Sejumlah ahli diplomatik strategis Asia menjelaskan keputusan tersebut dapat meningkatkan ketegangan di kawasan perairan Laut Cina Selatan. Perpecahan antara negara yang bersengketa, serta sejumlah negara yang memiliki hak atas wilayah di dalamnya, termasuk ASEAN sangat mungkin terjadi.
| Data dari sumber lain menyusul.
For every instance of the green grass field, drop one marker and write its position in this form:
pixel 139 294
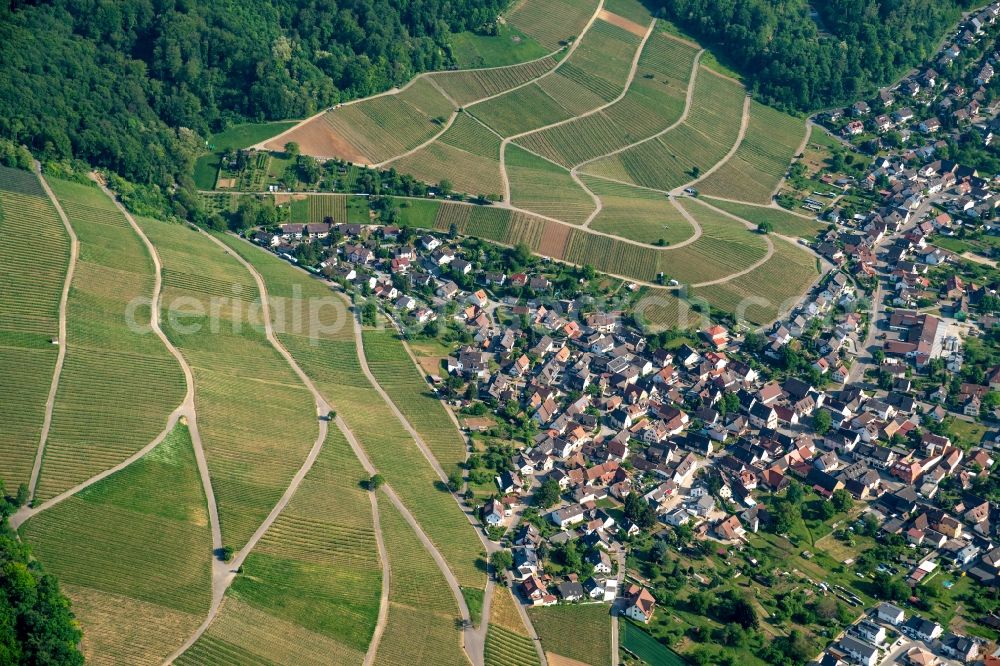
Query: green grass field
pixel 316 570
pixel 133 552
pixel 206 167
pixel 256 419
pixel 403 381
pixel 30 288
pixel 507 640
pixel 783 222
pixel 119 383
pixel 467 155
pixel 328 354
pixel 577 631
pixel 383 127
pixel 753 172
pixel 637 214
pixel 653 102
pixel 545 188
pixel 764 293
pixel 593 75
pixel 467 86
pixel 423 613
pixel 647 648
pixel 551 23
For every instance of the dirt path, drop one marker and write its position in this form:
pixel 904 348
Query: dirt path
pixel 688 100
pixel 383 606
pixel 744 122
pixel 50 403
pixel 625 88
pixel 224 573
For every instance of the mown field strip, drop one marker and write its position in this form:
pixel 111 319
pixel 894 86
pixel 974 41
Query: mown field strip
pixel 315 575
pixel 508 642
pixel 383 127
pixel 119 383
pixel 467 155
pixel 680 155
pixel 762 159
pixel 637 214
pixel 654 100
pixel 553 22
pixel 31 285
pixel 256 418
pixel 423 616
pixel 578 631
pixel 542 187
pixel 133 551
pixel 783 222
pixel 325 348
pixel 405 385
pixel 592 76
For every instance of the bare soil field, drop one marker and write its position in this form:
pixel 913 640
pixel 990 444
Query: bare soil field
pixel 317 138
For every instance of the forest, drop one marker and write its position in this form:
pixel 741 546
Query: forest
pixel 137 85
pixel 36 624
pixel 806 56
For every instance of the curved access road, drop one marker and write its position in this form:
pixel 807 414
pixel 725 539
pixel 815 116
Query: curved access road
pixel 224 573
pixel 74 253
pixel 744 122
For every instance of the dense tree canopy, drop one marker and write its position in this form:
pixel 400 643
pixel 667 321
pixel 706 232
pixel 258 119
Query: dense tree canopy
pixel 798 59
pixel 130 84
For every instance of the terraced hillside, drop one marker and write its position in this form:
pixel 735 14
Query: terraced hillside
pixel 132 552
pixel 31 284
pixel 256 419
pixel 310 589
pixel 596 136
pixel 119 383
pixel 326 350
Termsak Chalermpalanupap, peneliti kawasan Asean dari ISEAS Yusof Ishak Institut Singapura mengatakan Cina pasti dengan tegas menolak keputusan pengadilan arbitrase internasional tersebut. Reklamasi lahan serta pembangunan di atas pulau buatan kemungkinan besar akan semakin diintensifkan oleh negara tersebut di atas wilayah yang disengketakan.
Elina Noor direktur dari institut kajian kebijakan luar negeri dan keamanan di Malaysia khawatir dengan semakin memburuknya ketegangan di Laut Cina Selatan. Dimungkinkan pihak yang tidak puas dengan hasil keputusan mahkamah internasional ini meningkatkan pertahanan dengan cara yang agresif seperti manuver kapal.
Baca juga, Sengketa Laut Cina Selatan, Cina: Filipina Abaikan Perundingan Langsung.
Sementara itu, Ngeow Chow Bing, wakil direktur Institut Studi Cina di Universitas Malaya mengatakan hal ini berbahaya karena keputusan itu dapat meningkatkan rasa nasionalisme yang berlebihan. Cina dapat semakin menganggap bahwa Filipina adalah musuh besar bagi negaranya. Demikian dengan negara-negara di Asean yang juga mengajukan tuntutan.